Spezialeinheiten im Einsatz

Terror-Verdacht: Saar-Polizei setzt vier Syrer fest

In Saarlouis-Roden nimmt die Polizei am Donnerstag terrorverdächtige Syrer fest.FOTO: BeckerBredel

Saarlouis/Eppelborn/Homburg. Zum ersten Mal haben Spezialeinheiten im Saarland mutmaßliche Mitglieder der IS-Miliz festgenommen, die als Kriegsflüchtlinge nach Deutschland kamen.

Spezialeinheiten der Polizei haben im Saarland bei mehreren Einsätzen insgesamt vier Syrer festgesetzt. Sie stehen im Verdacht, einer ausländischen terroristischen Vereinigung anzugehören.
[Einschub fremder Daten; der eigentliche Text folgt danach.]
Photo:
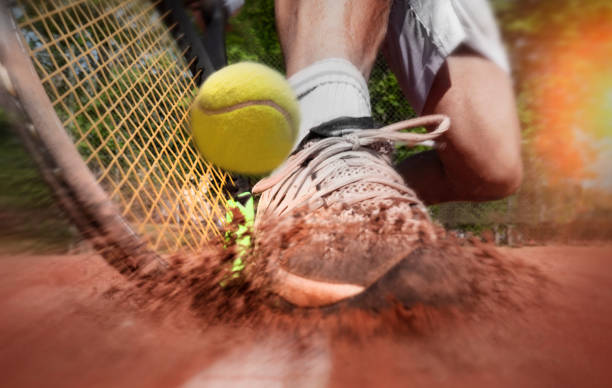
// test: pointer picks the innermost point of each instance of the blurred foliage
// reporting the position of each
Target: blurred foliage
(29, 217)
Die Ermittler schlugen zunächst nach Informationen eines Polizeisprechers am Donnerstagabend in Saarlouis-Roden zu, wo sie Hussein A. (23) und Mamar A. (27) festnahmen. Dem 23-Jährigen wird vorgeworfen, in Deutschland Kämpfer für den syrischen Bürgerkrieg rekrutieren zu wollen. Dabei soll er im Auftrag der verbotenen Terrormiliz Ahrar Al-Sham tätig gewesen sein. Dieser salafistischen Splittergruppe gehören bis zu 20 000 Kämpfer an, wie der Koblenzer Generalstaatsanwalt Jürgen Brauer mitteilt. Sie wollen in Syrien einen islamischen Staat errichten. Ein Mitarbeiter einer Flüchtlingsunterkunft in Neustadt an der Weinstraße hatte die Ermittler auf die Spur gebracht. Er habe den 23-Jährigen in einem Internetvideo erkannt, in dem er sich mit Granaten und Kriegswaffen in Kampfuniform gezeigt habe.
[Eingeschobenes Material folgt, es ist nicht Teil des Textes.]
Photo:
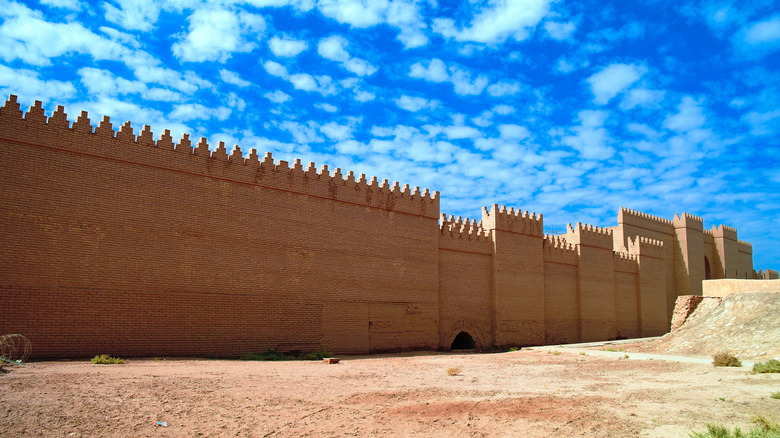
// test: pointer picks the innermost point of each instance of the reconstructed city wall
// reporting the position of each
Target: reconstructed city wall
(117, 242)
Gleichzeitig zum Einsatz in Saarlouis schnappten Spezialeinheiten in Eppelborn-Dirmingen den dritten mutmaßlichen Komplizen, Mohasem A. (21). Er und der 27-Jährige sollen in Syrien Mitglieder des Terrornetzwerkes Islamischer Staat (IS) gewesen sein. Zwar würden zwei der Festgenommenen als „islamische Gefährder“ eingestuft. Aber konkrete Anschlagspläne in Deutschland sollen alle drei nicht gehabt haben. Mittlerweile sitzen sie getrennt voneinander in unterschiedlichen rheinland-pfälzischen Gefängnissen.